Opinion
October 27, 1986
Appeal from the Supreme Court, Queens County (Lonschein, J.).
Ordered that the appeal from the order dated April 26, 1985 is dismissed, without costs or disbursements, as that order was superseded by the order granting renewal and reargument; and it is further,
Ordered that the order dated August 20, 1985 is reversed insofar as appealed from, on the law, without costs or disbursements, the order dated April 26, 1985 is vacated, the motion of the defendant hospital for summary judgment is granted, and the plaintiff's complaint is dismissed as against it.
In this medical malpractice action, the hospital moved for summary judgment dismissing the plaintiffs' complaint as against it. In support of the motion, the hospital submitted, inter alia, a detailed affidavit dated March 27, 1985, from a qualified physician who concluded that the hospital, in its treatment of the plaintiff Betty Echeverri, had acted in accordance with good and accepted medical practice at all times. The primary response to this motion was an affirmation by the plaintiffs' attorney which, inter alia, simply attested to the strength of the plaintiffs' case.

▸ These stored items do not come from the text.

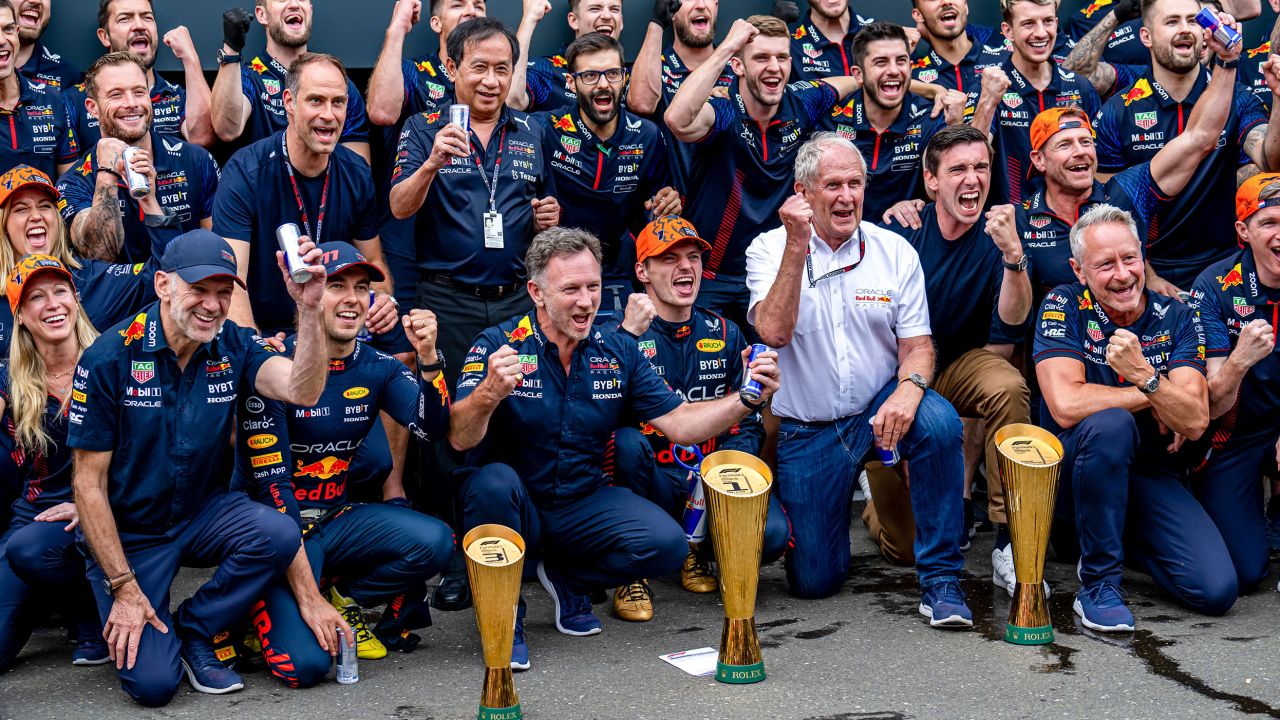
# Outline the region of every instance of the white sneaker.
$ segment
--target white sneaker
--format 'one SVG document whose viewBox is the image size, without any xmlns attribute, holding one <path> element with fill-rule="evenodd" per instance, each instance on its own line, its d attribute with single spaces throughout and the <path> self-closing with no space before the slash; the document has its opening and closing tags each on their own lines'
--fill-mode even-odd
<svg viewBox="0 0 1280 720">
<path fill-rule="evenodd" d="M 853 501 L 862 502 L 871 499 L 871 481 L 867 479 L 867 471 L 858 473 L 858 489 L 853 491 Z"/>
<path fill-rule="evenodd" d="M 1013 588 L 1018 584 L 1018 575 L 1013 567 L 1013 543 L 991 551 L 991 584 L 1004 588 L 1013 597 Z M 1044 581 L 1044 596 L 1049 597 L 1049 581 Z"/>
</svg>

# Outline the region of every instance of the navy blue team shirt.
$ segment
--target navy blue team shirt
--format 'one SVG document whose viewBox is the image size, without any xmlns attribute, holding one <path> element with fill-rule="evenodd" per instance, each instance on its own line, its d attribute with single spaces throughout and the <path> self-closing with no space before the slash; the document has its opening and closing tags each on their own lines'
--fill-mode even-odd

Under these circumstances, the hospital's motion for summary judgment should have been granted. As the court stated in Neuman v Greenstein ( 99 A.D.2d 1018): "Submission of a hearsay affirmation by counsel alone does not satisfy the requirement that a party opposing a motion for summary judgment, to which the movant would otherwise be entitled, demonstrate by admissible evidence the existence of a factual issue for trial (Zuckerman v City of New York, 49 N.Y.2d 557; Himber v Pfizer Labs., 82 A.D.2d 776). Where a medical malpractice defendant, in a motion for summary judgment, asserts that he performed the operation in accordance with accepted standards of medical practice, and thus should not have been named as a party defendant, the plaintiff must respond with rebutting medical evidence demonstrating a departure from accepted medical procedure (Pan v Coburn, 95 A.D.2d 670). `The burden upon a party opposing a motion for summary judgment is not met merely by a repetition or incorporation by reference of the allegations contained in pleadings or bills of particulars, verified or unverified' (Indig v Finkelstein, 23 N.Y.2d 728, 729). At least some statement of medical expertise in rebuttal was required in order to defeat defendant's motion for summary judgment (see Canter v Mulnick, 93 A.D.2d 751, 752)" (cf. Winegrad v New York Univ. Med. Center, 64 N.Y.2d 851).
Accordingly, Special Term should have granted summary judgment to the hospital.
Finally, despite the lack of any cross appeal by the plaintiff, we note that so much of the order dated August 20, 1985, as granted the hospital's motion to renew its prior motion for summary judgment, was error. In the hospital's papers in support of its motion to renew its prior motion for summary judgment, it submitted an affidavit dated June 7, 1985, from the very same physician who had submitted the March 27, 1985 affidavit in support of the initial motion for summary judgment. The affidavit dated June 7, 1985 was even more detailed than the affidavit dated March 27, 1985. In this regard, the hospital "violated the rule prohibiting successive motions for summary judgment in the guise of motions to renew where the `new' material could have been submitted with the original motion for summary judgment" (Rose v La Joux, 93 A.D.2d 817, 818). Nevertheless, in view of the sufficiency of the physician's March 27, 1985 affidavit, the court should have granted the initial motion for summary judgment in favor of the hospital. Mangano, J.P., Brown, Rubin and Spatt, JJ., concur.